Building a Railway Economy

 The largest cities in Kenya today have a thing in common, all the three have been important railway terminals for a long time. Nairobi became Kenya’s capital city in early 1900’s when the swampy town became connected to Mombasa port through a railway line. Kisumu on the other hand has expanded in size since 1901 when the railway line was connected to the lake port. The difference in size between Kisumu and Port Victoria is largely attributable to the fact that Kisumu is a key railway terminal for goods arriving from Mombasa for Shipment to Jinja and Port Bell in Uganda. Port Victoria, which had been initially considered by British Colonialists to host the Lake Port connecting Mombasa to Uganda has remained a small town incomparable to Kisumu for the obvious reason. President Kenyatta has invested billions of Kenya Shillings to the construction of the Mombasa – Suswa Standard Gauge Railway with a further rehabilitation of the Thika – Nanyuki Meter Gauge Railway. This efforts will see opening up of trade in the country. Naivasha and Nanyuki are some of the Key terminals which are expected to grow into cities by Kenya’s centenary. Malaba border in Western Kenya is also expected to grow into a large town should the initial plan to extend the SGR to Uganda be implemented.

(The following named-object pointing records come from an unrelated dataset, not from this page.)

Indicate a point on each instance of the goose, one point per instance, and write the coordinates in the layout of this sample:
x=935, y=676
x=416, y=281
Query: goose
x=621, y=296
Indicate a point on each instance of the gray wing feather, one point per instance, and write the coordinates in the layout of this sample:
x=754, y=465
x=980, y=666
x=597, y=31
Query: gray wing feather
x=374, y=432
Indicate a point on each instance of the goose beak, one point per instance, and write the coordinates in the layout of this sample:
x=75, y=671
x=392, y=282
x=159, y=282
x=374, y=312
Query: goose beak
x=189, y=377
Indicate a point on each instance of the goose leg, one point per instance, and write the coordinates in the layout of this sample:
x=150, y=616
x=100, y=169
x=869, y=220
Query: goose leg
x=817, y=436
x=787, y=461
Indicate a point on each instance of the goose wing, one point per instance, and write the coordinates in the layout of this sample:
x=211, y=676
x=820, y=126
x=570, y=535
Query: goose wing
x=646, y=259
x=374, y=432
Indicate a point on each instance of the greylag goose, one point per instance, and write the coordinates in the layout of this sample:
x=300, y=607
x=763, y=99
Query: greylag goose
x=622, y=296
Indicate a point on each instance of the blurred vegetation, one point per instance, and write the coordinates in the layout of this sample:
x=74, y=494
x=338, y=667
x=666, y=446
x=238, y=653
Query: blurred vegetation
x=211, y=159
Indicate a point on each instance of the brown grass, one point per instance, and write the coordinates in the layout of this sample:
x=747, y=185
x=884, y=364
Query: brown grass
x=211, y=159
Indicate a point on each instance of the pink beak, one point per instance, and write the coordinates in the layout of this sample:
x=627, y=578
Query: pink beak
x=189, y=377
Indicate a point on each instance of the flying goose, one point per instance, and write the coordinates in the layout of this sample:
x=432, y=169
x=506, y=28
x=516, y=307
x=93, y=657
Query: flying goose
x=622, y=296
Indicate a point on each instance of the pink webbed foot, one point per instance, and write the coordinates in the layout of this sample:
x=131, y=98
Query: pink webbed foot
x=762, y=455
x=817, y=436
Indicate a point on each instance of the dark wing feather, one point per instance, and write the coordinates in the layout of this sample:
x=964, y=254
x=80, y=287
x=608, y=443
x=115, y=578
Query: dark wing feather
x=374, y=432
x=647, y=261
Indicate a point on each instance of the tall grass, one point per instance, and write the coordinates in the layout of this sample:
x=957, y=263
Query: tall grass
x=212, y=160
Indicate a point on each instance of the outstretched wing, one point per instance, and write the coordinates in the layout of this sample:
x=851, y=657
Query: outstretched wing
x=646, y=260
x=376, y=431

Construction of a good road network is also very key in urbanizing the country’s trade centers, this is why Kenol, Mau Summit and Makutano Junctions are upcoming towns. In his book, The Wealth of Nations, Adam Smith states that the wealth of any nation is not so much dependent on the amount of money circulating as it is dependent on the amount of goods and services changing hands. For goods and services to change hands, the economy of a country should be opened up through road, railway, and air and sea infrastructure. Movement of passengers and commodities expands markets for trade and wealth creation. Therefore as the country endeavors to eradicate poverty through industrialization by 2030, more roads are supposed to be upgraded to bitumen standards, more towns must be connected to the railway line, more air and sea ports should be constructed and internet speed needs to be further upgraded. This will create an enabling environment for new businesses to start and create millions of jobs for Kenya.